Tuesday, August 3, 2021

Greetings Once Again From Arcata, California: The Smoke Report & What Is Advocacy? & Taxi Photos In The News

Barely Awake in Arcata

Back in Northern California to camp and hike and swim with "she who can't be named" but fires keep changing our destination, making us consider alternate sites. We were first heading to Silver Lake east of Lassen National Park but the biggest fire currently burning in the west dissuaded us, road closures and heavy smoke a poor vacation combination.  We then decided upon the Salmon River past Happy Camp but that area too now impacted by forest fires, which was disappointing as I was looking forward to a swimming hole locally called "Grubstake," just look for the green gate.   Finally, hemmed in by the fires, we have chosen by default two areas north of Crescent City: the Smith River Recreation Area and the Chetco River just  above the California in southwestern Oregon.  Looking forward to exploring the Chetco, a river new to me.  

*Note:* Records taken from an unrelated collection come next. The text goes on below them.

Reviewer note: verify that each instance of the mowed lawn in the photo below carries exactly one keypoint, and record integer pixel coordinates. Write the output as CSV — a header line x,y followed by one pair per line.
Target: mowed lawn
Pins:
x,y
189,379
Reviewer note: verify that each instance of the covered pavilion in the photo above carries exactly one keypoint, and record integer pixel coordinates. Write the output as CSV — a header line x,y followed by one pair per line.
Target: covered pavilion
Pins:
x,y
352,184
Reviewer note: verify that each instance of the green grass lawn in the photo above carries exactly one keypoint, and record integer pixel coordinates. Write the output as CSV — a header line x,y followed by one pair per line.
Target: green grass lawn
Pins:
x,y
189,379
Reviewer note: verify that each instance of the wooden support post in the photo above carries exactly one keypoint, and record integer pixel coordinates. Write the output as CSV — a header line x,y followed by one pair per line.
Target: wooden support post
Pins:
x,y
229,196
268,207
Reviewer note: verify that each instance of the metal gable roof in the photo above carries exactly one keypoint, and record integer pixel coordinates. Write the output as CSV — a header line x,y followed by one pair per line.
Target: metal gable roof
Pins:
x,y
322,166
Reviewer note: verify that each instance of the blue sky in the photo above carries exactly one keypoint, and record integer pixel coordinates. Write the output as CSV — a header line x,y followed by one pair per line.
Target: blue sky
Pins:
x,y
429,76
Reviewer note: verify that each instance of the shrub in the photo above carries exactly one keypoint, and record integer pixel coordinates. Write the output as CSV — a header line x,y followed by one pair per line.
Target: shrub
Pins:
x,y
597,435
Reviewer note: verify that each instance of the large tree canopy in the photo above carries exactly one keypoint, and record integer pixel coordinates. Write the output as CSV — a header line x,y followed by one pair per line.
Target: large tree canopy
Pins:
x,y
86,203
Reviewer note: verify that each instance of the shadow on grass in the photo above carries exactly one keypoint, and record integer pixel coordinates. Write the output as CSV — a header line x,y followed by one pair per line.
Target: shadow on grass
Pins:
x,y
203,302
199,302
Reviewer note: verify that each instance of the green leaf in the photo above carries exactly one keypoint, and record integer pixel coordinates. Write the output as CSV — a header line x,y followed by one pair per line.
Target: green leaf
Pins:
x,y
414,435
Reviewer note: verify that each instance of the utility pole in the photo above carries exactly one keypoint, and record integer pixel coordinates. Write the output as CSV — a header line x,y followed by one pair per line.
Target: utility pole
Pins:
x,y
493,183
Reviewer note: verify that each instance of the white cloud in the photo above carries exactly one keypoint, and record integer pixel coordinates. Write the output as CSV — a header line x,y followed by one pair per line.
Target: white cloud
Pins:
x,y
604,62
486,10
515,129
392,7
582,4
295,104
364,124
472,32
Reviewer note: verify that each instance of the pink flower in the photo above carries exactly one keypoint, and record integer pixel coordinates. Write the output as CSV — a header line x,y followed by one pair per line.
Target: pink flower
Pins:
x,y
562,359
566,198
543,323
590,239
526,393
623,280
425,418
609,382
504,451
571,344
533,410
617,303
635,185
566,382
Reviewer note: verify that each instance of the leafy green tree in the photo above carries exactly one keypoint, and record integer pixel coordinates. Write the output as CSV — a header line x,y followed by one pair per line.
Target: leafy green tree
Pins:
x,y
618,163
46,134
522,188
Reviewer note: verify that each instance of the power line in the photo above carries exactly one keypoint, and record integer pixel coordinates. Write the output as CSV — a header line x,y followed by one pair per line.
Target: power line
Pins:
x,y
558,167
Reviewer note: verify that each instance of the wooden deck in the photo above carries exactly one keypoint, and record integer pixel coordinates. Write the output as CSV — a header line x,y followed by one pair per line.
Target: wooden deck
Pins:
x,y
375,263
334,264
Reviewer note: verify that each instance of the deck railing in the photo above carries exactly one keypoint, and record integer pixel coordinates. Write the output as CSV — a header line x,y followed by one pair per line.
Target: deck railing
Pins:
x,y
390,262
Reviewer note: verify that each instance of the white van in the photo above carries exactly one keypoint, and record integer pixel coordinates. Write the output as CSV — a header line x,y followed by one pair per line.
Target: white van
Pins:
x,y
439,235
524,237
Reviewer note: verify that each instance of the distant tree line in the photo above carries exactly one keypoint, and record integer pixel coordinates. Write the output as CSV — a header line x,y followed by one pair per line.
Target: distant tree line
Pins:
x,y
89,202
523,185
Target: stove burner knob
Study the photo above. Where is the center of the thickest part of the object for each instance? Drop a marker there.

Last night, as I was driving down from Seattle, and after refusing to pay $150.00 a night for a Grants Pass motel room, I ended up tossing my sleeping bag on the ground near the Smith River, the night sky incredibly clear, falling into an exhausted slumber.  Awakening to an almost blue morning sky, and driving the few miles south into fog enshrouded Crescent City, I was greeted by fog horns sounding a lugubrious moan over muttering grey waves.  A pop-up vaccination clinic was set was near a beach promenade, and like so many other Americans, the swooping gulls avoided the jab into their shoulders, the gulls and terns telling everyone what they thought of human folly, taking wing into the mist. 

Why Advocacy?

Many have termed my voicing of problems mere complaint, unnecessarily roiling calm waters but my advocacy impersonal, having nothing to do with me, only wishing for better and saner outcomes.  When I was nineteen, and working in a quilting warehouse containing scores of chattering sewing machines, I witnessed older immigrant women operating the many needled monsters for one dollar an hour.  In my attempt to organize I was fired, interested in a justice slow in coming for those hard working people.  And now, nearly fifty years later, my interest in justice unabated, only wanting it to happen but then as now, indifference colors the usual mind, life stumbling down a twisted path.

2 Recent Taxi Photos in the New York Times

One was a photograph from 1973 of a cabbie sitting on the hood of his NYC Checker Cab, leaning against the windshield reading a book.

Another from this week was of a London Black Cab driving through a flooded London Street, both photos capturing the true taxi experience.  I have done both, many times.